Town Chairman Jim Melichar announced recently that the dangerous situation had been rectified and the neighborhood mailbox moved to the driveway at Stevlin’s Hardware on the north side of the highway, where most residents live.
“It’s not 100% what the residents want, but the residents won’t have to cross four lanes of traffic any more,” Melichar told the Town Plan Commission Dec. 13.
The problem began when Highway 33 was reconstructed from a two-lane road to a four-lane highway, prompting the U.S. Postal Service to discontinue home mail delivery. Postal officials said the new road is too dangerous for postal carriers to drop mail off at houses, noting there is no shoulder where carriers can safely pull over when delivering mail to individual boxes.
A group mailbox was placed on Jackson Road, forcing residents on the north side of the highway to cross four lanes of traffic, travel east to the city limits and then south on Jackson Road about 100 feet to collect their mail from a metal box with about a dozen locked compartments.
“I was told this was done for the safety of postal personnel. What about the safety of the people who have to walk across a four-lane highway to get their mail?” Highway 33 resident Norbert Ansay asked the Town Board last month.
Melichar said he talked to officials from the Department of Transportation, which designed and built the highway, as well as City of Port Washington without success.
He met with a postal official at the site, but was only successful after he saw the mail carrier and asked how she felt about moving the box.
“She said, ‘I don’t care,’” Melichar said.
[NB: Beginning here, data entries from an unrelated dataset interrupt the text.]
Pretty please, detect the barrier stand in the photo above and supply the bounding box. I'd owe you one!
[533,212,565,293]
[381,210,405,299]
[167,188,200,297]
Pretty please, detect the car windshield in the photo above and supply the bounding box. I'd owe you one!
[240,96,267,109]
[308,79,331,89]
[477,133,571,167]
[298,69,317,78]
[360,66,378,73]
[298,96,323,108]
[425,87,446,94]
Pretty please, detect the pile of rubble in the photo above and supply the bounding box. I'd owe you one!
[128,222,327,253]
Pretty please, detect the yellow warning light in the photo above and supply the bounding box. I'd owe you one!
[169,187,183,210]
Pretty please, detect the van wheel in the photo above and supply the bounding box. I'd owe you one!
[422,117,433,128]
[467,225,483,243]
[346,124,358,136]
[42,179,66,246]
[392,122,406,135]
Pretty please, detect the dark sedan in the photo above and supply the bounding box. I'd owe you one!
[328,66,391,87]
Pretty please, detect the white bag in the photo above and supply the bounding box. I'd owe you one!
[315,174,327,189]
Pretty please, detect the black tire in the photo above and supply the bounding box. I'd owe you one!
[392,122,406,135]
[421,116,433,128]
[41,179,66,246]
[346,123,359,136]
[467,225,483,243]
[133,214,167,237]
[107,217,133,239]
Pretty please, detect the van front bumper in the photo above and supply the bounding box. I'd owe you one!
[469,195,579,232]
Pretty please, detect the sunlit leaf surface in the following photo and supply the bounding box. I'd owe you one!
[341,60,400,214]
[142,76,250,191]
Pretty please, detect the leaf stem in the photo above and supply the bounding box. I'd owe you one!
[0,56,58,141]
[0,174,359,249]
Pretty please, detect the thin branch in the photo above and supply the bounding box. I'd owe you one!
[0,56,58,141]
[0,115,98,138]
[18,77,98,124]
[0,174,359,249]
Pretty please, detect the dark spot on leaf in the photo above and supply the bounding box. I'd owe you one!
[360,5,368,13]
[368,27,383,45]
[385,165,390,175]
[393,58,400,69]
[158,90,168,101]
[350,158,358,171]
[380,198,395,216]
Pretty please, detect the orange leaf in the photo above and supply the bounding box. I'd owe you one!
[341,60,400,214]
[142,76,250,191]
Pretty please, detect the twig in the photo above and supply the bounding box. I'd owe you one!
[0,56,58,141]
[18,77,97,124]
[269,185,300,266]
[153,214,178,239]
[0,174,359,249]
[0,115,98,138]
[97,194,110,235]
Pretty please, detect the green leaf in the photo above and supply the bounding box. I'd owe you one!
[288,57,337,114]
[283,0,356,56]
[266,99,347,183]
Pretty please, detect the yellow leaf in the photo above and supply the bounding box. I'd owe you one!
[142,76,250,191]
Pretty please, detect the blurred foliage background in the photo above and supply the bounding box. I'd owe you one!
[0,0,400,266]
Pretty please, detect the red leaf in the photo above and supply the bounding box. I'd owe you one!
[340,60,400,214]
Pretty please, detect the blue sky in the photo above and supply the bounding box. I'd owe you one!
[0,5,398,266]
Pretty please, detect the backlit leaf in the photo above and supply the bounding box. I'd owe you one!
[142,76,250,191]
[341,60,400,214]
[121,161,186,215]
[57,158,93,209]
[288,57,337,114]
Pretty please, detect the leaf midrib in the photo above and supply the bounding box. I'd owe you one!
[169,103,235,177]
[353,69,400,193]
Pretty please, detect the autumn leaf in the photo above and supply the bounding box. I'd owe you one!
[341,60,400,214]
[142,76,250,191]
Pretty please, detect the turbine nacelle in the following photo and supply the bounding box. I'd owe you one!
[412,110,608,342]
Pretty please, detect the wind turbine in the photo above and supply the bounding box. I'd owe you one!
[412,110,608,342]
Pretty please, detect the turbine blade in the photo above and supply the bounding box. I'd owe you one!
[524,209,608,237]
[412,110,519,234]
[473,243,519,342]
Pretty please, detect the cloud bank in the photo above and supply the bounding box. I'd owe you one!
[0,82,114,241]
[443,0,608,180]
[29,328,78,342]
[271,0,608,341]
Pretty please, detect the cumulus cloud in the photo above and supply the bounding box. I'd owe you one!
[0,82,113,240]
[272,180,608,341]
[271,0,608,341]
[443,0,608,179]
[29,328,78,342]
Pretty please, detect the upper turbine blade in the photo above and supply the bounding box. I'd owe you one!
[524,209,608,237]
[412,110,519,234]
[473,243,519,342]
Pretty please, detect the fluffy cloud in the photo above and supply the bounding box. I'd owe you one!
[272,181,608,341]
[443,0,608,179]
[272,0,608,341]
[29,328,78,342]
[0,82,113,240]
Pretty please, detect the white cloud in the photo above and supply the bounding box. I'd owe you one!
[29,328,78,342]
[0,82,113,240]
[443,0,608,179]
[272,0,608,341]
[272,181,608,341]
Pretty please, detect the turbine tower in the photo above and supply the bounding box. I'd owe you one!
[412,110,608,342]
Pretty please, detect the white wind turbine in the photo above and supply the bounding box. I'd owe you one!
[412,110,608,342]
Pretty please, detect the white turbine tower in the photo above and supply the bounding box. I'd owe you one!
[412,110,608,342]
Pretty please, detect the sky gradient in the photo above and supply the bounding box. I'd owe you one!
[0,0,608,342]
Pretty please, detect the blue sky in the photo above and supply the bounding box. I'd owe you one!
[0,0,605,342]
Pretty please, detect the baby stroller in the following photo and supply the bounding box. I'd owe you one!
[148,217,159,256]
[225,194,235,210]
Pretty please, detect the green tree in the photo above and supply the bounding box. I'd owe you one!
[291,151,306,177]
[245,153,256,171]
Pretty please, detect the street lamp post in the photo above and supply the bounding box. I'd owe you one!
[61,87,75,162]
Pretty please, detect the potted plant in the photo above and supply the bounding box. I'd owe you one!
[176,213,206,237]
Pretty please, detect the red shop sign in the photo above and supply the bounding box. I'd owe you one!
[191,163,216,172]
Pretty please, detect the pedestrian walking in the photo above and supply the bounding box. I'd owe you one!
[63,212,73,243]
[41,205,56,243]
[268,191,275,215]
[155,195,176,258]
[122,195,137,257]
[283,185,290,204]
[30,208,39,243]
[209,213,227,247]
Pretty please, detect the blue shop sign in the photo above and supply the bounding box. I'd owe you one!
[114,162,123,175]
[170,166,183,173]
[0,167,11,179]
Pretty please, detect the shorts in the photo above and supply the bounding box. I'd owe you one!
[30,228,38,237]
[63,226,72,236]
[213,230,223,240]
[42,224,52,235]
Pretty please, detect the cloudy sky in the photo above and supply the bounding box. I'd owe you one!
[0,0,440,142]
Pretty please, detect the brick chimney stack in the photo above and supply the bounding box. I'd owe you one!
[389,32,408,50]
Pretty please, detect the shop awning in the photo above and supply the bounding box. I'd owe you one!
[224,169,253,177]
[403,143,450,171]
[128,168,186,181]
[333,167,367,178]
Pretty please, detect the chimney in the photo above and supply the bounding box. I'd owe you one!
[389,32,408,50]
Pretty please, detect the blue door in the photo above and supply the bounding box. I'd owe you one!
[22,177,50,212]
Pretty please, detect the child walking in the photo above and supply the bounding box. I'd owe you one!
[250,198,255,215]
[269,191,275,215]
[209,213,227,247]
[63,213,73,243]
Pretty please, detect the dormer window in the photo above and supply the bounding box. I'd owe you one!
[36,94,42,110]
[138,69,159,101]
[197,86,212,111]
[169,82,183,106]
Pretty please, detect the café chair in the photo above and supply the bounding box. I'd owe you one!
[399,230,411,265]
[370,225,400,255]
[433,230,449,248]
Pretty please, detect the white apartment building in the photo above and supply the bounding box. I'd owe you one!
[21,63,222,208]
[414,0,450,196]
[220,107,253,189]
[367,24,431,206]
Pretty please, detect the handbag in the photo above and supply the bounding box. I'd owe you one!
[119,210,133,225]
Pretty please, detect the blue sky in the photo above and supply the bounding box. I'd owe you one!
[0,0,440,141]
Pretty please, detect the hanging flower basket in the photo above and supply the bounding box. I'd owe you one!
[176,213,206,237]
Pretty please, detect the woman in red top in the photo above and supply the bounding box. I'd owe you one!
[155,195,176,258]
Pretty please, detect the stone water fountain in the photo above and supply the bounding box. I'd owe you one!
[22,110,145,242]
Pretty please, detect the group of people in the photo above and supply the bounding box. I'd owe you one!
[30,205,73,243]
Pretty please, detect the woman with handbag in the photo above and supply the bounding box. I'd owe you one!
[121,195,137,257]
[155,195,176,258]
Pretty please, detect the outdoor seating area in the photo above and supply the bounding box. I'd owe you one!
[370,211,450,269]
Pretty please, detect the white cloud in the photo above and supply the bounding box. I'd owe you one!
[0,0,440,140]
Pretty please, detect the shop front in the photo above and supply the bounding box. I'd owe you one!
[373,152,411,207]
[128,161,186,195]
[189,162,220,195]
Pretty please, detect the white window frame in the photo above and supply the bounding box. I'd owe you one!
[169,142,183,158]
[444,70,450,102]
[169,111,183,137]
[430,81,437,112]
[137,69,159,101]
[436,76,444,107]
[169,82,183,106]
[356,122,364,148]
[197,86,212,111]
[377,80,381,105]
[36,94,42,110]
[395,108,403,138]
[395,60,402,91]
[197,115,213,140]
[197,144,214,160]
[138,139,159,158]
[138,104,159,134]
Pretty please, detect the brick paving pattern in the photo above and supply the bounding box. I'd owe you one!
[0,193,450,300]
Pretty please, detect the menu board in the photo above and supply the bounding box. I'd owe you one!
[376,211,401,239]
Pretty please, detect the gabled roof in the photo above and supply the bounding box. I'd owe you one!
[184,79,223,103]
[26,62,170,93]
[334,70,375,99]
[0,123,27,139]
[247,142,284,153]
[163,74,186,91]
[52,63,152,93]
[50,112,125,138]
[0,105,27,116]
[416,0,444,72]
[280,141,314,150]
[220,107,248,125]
Stevlin’s owner Steve Boyea had no problem with moving the mailbox to a site off his driveway, Melichar said, so the box was transferred.
The new location may force officials to deal with another thorny issue — plowing the sidewalk and bike path along Highway 33 in the township, Melichar said.
“I think long-term we’re going to have to address that sidewalk,” he said. “The resident think it would be easier if they want to walk to the mailbox.”
The town does not require residents to clear sidewalk in front of their properties, officials said, in large part because there aren’t sidewalks along town roads.
Melichar said recently that since the sidewalk and bike path are in the right-of-way, they are the responsibility of the DOT, and DOT officials said they believed the Village of Saukville would clear the walkways west of the City of Port Washington limits. The village, however, said that is not its responsibility.
Supr. Jim Rychtik, a member of the Plan Commission, suggested the town have its private plowing contractor clear the walkways, but Melichar said the township should wait until it receives a legal opinion from its attorney about potential liability.